Gentoolkit: I've begun poking around the gentoolkit code to see about using it for a plug-in module. I'm sad to say it was not designed to be used as an imported module. That said, I've seen on #gentoo-portage that djanderson has been working on the code. I've contacted him and have begun re-writing some of the code to separate out the data gathering and printing to the screen.
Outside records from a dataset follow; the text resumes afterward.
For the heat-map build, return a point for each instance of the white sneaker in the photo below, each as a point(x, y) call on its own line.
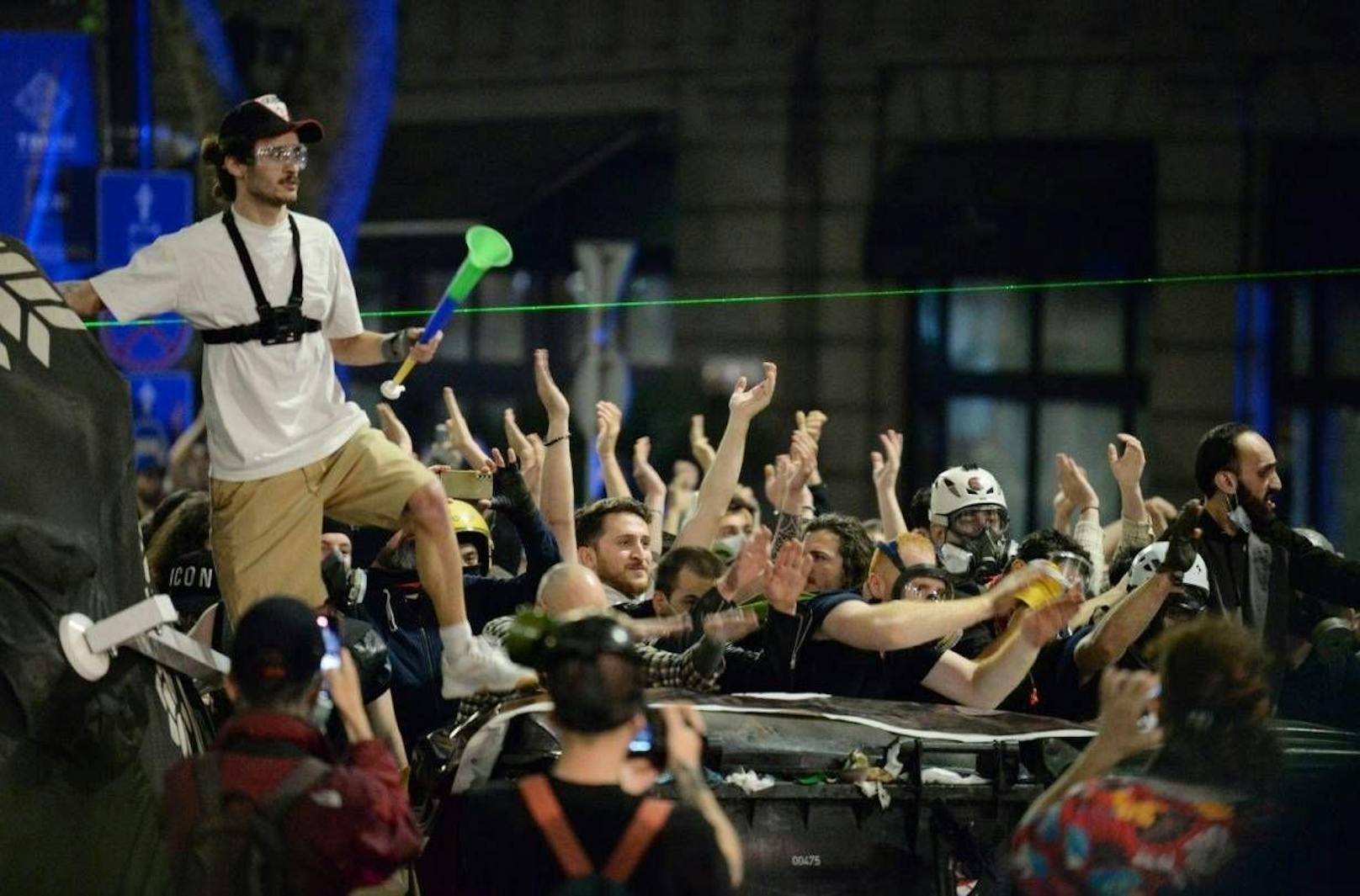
point(481, 666)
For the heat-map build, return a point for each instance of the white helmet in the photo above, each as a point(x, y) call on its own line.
point(962, 487)
point(1145, 566)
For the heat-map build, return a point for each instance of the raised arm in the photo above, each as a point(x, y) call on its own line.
point(1086, 531)
point(653, 488)
point(529, 450)
point(558, 498)
point(395, 428)
point(1130, 618)
point(721, 480)
point(1125, 697)
point(885, 467)
point(986, 683)
point(369, 348)
point(460, 434)
point(899, 624)
point(82, 297)
point(608, 425)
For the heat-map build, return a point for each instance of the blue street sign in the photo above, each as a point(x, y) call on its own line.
point(136, 207)
point(49, 147)
point(162, 408)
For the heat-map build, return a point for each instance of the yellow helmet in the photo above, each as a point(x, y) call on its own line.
point(470, 525)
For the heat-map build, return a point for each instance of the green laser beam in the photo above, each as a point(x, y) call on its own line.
point(852, 294)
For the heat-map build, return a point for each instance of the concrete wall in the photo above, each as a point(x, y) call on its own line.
point(786, 112)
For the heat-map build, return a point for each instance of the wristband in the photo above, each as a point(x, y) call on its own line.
point(396, 346)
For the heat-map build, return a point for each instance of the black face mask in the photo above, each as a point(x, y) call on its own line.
point(918, 570)
point(978, 556)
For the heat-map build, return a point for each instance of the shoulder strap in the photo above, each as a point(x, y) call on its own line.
point(297, 262)
point(547, 814)
point(646, 824)
point(256, 290)
point(300, 781)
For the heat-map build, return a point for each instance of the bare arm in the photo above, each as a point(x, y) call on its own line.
point(393, 428)
point(364, 350)
point(653, 488)
point(608, 423)
point(81, 297)
point(986, 683)
point(1086, 506)
point(529, 450)
point(558, 491)
point(885, 468)
point(684, 732)
point(460, 434)
point(1124, 699)
point(899, 624)
point(1121, 626)
point(720, 483)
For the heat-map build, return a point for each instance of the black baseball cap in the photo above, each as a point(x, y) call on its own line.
point(267, 117)
point(276, 642)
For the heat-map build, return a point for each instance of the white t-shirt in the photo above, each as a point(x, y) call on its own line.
point(269, 408)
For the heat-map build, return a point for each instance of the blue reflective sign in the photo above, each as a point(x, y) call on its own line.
point(48, 148)
point(136, 207)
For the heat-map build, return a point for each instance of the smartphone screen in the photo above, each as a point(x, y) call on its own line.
point(331, 638)
point(640, 743)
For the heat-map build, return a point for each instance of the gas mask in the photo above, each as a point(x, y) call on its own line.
point(729, 547)
point(978, 556)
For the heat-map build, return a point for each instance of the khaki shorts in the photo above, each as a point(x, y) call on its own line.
point(267, 532)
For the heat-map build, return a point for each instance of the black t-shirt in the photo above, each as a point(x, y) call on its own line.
point(499, 850)
point(1227, 560)
point(906, 668)
point(830, 666)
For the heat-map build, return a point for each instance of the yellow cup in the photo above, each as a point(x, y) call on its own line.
point(1046, 589)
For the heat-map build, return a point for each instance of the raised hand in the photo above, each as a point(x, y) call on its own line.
point(1125, 699)
point(1161, 512)
point(730, 624)
point(788, 577)
point(518, 443)
point(608, 425)
point(889, 463)
point(803, 452)
point(744, 403)
point(460, 434)
point(1072, 479)
point(423, 353)
point(812, 423)
point(699, 445)
point(1041, 626)
point(554, 403)
point(393, 428)
point(746, 577)
point(649, 480)
point(1128, 467)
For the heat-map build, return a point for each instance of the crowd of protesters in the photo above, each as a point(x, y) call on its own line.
point(339, 672)
point(938, 607)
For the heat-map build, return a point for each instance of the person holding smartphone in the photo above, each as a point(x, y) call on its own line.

This will improve the code base overall along with some major updates he is working on which will make the code py3k compliant as well as keep it up to date with current portage.
Together the changes should speed things up some for command line users. It will also make it possible for apps like porthole to import the gentoolkit code for its internal use and display of info such as reverse dependencies. (the first module I worked on splitting up)

Gpytage: A nice little gui utulity program for editing your /etc/portage/package.* files. I had helped Ken out a little in the past. I have started to poke at him some more to finish some updates he was doing so I can help debug it. I also hope to add some code to validate the entries and report any obsolete data & package entries. That code will come from another standalone utility script that I came across some time back. It will need some slight re-write to make into a library module and separate command line script. I am getting anxious waiting to make a plug-in module for porthole which will be linked in to the summary view and its menus. The existing version in the tree is somewhat outdated with portage, so will not be use-able. The new code will have a significantly different API.

IRC: I've created a #porthole support channel on freenode. feel free to drop by and chat. I can also be found on #gpytage, #gentoo-guis, #gentoo-portage, #gentoo-amd64, #gentoo-desktop, #pkgcore. I have been playing around with bots a little as well. You'll find a basic bot called portholes there. I intend to replace "portholes" with a different more powerful bot when I get the chance to get it set up.